2.2. IMI Inhibits PC-3 Cell Migration
To determine whether IMI inhibits migration in PC-3 cells, wound healing was monitored in PC-3 cells treated with different concentrations of IMI (6.25, 12.5, 25, 50, and 100 μM). As shown in Figure 2b,c, IMI significantly decreased the migration of PC-3 cells in a dose-dependent manner compared to that in the control, untreated cells (p < 0.001).
These results demonstrated that IMI suppressed migration in PC-3 cells in vitro.

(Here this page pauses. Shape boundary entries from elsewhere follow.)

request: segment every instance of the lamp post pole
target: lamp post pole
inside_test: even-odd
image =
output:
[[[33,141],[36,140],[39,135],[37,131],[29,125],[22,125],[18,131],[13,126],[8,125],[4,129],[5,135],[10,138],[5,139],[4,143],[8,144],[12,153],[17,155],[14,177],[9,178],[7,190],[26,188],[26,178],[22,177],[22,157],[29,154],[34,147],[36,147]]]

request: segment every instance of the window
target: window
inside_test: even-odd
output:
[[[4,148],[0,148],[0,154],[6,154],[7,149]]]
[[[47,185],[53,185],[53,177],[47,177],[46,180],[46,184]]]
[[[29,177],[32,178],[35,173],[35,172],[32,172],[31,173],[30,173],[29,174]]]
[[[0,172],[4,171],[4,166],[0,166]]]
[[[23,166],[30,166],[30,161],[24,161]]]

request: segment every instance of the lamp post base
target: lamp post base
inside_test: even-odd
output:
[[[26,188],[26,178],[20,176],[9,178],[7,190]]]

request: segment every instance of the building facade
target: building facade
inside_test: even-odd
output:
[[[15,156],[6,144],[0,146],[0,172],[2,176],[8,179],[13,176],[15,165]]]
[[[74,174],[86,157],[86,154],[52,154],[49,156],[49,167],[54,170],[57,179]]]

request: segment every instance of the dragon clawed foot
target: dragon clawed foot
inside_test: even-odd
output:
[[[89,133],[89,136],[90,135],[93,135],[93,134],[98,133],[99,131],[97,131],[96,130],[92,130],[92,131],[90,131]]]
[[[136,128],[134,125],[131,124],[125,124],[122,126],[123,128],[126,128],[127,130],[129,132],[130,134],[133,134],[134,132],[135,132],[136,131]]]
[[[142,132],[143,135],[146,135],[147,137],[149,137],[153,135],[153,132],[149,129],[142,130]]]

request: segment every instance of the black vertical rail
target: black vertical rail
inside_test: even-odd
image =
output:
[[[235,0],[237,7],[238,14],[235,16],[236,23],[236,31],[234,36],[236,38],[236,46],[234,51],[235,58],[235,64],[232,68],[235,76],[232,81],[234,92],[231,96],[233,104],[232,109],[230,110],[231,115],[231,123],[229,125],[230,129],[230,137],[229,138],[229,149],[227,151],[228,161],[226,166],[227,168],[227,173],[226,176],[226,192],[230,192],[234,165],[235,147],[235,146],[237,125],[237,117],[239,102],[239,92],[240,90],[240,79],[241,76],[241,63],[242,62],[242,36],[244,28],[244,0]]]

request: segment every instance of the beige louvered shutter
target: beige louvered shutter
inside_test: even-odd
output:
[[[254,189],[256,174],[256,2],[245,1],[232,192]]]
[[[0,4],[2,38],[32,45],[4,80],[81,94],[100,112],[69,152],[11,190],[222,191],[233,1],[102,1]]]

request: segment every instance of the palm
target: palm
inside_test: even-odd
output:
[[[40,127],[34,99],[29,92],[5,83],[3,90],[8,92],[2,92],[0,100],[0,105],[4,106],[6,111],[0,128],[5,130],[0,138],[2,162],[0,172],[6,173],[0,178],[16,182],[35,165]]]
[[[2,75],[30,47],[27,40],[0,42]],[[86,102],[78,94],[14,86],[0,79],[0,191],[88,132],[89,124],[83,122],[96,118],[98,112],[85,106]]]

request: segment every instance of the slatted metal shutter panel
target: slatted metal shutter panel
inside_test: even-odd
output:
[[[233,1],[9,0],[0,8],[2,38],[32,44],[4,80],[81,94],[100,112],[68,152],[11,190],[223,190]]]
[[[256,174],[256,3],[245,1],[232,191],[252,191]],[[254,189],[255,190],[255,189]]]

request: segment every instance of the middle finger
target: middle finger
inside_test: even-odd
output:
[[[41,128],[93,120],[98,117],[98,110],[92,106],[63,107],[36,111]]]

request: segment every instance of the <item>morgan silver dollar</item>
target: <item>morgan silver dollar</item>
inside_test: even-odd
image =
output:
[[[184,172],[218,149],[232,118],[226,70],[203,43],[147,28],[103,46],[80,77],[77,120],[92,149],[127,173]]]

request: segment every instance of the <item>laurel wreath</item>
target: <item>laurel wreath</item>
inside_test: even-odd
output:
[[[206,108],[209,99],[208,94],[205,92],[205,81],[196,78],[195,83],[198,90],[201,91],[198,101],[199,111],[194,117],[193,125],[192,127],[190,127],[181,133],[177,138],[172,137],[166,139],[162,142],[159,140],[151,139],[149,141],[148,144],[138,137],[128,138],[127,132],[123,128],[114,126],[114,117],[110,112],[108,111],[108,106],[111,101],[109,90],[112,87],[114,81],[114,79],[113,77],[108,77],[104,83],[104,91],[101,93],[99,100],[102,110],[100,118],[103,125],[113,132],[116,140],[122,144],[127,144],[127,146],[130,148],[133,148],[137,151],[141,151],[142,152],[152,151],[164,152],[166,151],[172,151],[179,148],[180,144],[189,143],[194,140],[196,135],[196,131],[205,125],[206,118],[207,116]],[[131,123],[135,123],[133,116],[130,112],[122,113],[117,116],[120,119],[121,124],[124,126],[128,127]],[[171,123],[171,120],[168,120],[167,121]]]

Molecules 25 04619 g002 550
Figure 2. Inhibition of cell migration and invasion by imipramine. 

(a) PC-3 cells were treated with imipramine (0–100 μM) for 12 h.
Representative images of the cells treated with the indicated doses
were acquired in an optical microscope after the wounding.

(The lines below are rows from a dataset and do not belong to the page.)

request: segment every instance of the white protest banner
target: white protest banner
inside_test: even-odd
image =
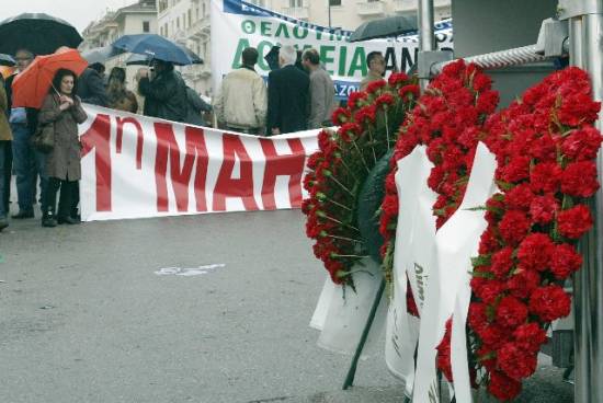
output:
[[[426,147],[420,146],[398,161],[396,173],[399,211],[394,254],[395,295],[387,318],[385,359],[389,370],[405,380],[409,396],[414,382],[419,320],[407,311],[407,281],[410,280],[421,312],[435,250],[435,217],[431,207],[436,195],[428,187],[432,168]]]
[[[483,211],[474,208],[485,206],[488,198],[496,192],[496,168],[494,156],[480,142],[463,202],[435,235],[436,261],[431,267],[425,303],[421,312],[414,402],[437,403],[440,401],[436,393],[439,384],[436,347],[444,337],[446,321],[453,315],[459,292],[464,296],[463,306],[458,307],[460,315],[453,319],[453,325],[462,329],[463,335],[465,334],[470,300],[471,257],[478,254],[479,239],[487,227]],[[466,339],[459,339],[457,334],[452,339],[453,359],[464,357],[466,362]],[[456,375],[454,379],[455,382],[460,382],[456,384],[462,384],[463,399],[457,398],[457,401],[469,403],[471,398],[468,367],[465,365],[463,370],[459,364],[455,365],[459,379]],[[460,373],[462,370],[464,373]]]
[[[319,130],[255,137],[86,105],[84,221],[298,208]]]
[[[366,55],[378,50],[386,59],[387,70],[408,71],[417,61],[416,36],[398,41],[374,39],[350,43],[351,32],[328,28],[263,9],[241,0],[212,0],[212,73],[216,92],[221,78],[240,67],[246,47],[258,49],[260,58],[257,71],[266,77],[270,66],[264,56],[275,45],[293,45],[303,50],[316,48],[326,70],[335,83],[340,99],[359,90],[360,81],[367,73]],[[436,42],[441,49],[452,49],[452,21],[435,25]]]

 (b) The percentage of wound recovery was normalized to untreated control cells.
 (c) PC-3 cells were treated with imipramine (0–100 μM) for 12 h and the effects of imipramine on invasion were analyzed using Matrigel invasion assays.

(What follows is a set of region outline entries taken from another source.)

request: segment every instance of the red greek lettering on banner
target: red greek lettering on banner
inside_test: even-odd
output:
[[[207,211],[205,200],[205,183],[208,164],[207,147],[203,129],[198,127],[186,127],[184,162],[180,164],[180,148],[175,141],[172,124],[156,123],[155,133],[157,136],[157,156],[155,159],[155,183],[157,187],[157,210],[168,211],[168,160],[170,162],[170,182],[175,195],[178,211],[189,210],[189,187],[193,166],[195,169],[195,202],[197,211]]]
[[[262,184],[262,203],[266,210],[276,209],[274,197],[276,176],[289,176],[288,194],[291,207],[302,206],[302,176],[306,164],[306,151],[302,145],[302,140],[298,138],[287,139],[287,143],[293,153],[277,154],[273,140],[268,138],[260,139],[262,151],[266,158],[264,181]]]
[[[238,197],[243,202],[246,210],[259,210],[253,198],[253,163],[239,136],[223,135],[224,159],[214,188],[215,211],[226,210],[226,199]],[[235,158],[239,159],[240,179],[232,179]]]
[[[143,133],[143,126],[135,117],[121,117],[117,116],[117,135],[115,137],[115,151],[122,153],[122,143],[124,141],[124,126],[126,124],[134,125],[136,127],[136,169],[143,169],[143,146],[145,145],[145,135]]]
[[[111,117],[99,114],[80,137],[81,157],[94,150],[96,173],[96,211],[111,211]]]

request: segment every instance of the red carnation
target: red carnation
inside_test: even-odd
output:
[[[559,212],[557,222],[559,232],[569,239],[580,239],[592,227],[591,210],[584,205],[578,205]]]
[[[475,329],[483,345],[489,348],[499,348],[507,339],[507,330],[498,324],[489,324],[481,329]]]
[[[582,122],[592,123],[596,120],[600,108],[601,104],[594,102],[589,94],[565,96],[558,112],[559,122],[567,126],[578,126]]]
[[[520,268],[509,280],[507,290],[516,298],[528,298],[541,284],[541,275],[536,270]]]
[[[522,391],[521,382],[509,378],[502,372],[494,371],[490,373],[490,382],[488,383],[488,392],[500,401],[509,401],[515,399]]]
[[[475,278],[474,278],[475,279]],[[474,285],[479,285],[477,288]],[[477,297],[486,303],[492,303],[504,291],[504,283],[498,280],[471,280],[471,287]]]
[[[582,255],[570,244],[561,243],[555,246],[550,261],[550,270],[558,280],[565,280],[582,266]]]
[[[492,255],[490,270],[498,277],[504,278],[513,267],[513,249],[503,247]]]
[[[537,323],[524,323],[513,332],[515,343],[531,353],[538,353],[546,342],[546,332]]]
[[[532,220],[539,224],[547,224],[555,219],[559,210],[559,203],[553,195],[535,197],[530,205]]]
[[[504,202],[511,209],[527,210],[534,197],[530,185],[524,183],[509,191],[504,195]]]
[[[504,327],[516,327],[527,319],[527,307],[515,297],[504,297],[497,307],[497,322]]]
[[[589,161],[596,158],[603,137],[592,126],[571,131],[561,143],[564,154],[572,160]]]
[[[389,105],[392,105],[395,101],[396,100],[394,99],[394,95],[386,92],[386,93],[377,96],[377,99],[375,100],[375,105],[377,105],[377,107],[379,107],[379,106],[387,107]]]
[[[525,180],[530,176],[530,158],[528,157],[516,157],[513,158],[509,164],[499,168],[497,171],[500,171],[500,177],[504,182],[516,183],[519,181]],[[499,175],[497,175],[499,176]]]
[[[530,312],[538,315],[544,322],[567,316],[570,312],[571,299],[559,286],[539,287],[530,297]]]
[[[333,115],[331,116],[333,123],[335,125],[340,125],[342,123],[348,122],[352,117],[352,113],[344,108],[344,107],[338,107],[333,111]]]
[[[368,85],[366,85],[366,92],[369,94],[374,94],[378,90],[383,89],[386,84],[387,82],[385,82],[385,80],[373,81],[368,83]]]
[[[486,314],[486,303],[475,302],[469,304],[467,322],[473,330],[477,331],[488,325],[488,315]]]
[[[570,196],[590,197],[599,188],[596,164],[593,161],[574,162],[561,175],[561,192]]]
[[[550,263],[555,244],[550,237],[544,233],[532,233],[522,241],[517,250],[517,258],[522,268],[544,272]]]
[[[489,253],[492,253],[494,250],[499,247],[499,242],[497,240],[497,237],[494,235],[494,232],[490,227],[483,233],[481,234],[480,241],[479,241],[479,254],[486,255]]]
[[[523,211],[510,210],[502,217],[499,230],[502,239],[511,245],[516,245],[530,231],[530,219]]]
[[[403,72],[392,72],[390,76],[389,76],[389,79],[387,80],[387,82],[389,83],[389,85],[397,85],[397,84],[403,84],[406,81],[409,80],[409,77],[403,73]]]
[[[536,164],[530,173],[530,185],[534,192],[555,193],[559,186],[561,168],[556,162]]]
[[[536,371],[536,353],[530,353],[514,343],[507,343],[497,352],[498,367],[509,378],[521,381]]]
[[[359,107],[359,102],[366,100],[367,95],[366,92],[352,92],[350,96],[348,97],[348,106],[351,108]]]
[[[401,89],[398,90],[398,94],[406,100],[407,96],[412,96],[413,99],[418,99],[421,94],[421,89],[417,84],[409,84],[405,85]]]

Representative images were taken in the bottom of the Transwell filter
at indicated time points via phase-contrast microscopy.
 (d) Quantitative data of an invasion assay were expressed as the number of invasive cells. Data are presented as the mean ± standard error of the mean (SEM) and analyzed using one-way ANOVA; *** p < 0.001 compared with untreated cells.
2.3. IMI Inhibits PC-3 Cell Invasion
To determine the effect of IMI on cell invasion, PC-3 cells were treated with 12.5, 25, 50, and 100 μM IMI, after which the cells were allowed to invade in Matrigel-coated Transwells for 24 h. The number of invading cells was significantly reduced by the IMI treatment in a dose-dependent manner (Figure 2c,d). Compared to the untreated group, IMI at 50 and 100 μM suppressed cell invasion by 79.8% and 92.5%, respectively. These data clearly show that IMI is a strong suppressor of PC-3 cell invasion.
2.4. IMI Inhibits Phosphorylation of Serine/threonine Protein Kinase (AKT), but Not that of Extracellular Signal-regulated kinase (ERK)1/2 in PC-3 Cells
In order to investigate the mechanism of IMI action, the effects of IMI treatment (6.25, 12.5, 25, 50, and 100 μM) on protein expression levels of AKT and ERK1/2 were evaluated using Western blot analysis in PC-3 cells.
As shown in Figure 3, activation of AKT in PC-3 cells was significantly suppressed by IMI (6.25, 12.5, 25, 50, and 100 μM) at 48 and 72 h, as evidenced by the dose-dependent decrease in AKT phosphorylation. However, the expression of phosphorylated ERK1/2 was upregulated by IMI at 48 h and 72 h.
Molecules 25 04619 g003 550
Figure 3. Effect of imipramine on phosphorylation of serine/threonine protein kinase (AKT) and extracellular signal-regulated kinase (ERK)1/2 at 48 h and 72 h in PC-3 cells.
(a,d) Protein expression of AKT, p-AKT, ERK1/2, p-ERK1/2, and β-actin in PC-3 cells was detected using Western blotting.
(b,c,e,f) Quantitative data of phosphorylated AKT and ERK were normalized to the untreated cells. Data are presented as the mean ± SEM (n = 3) and analyzed using one-way ANOVA; * p < 0.05, and *** p < 0.001 compared with untreated cells.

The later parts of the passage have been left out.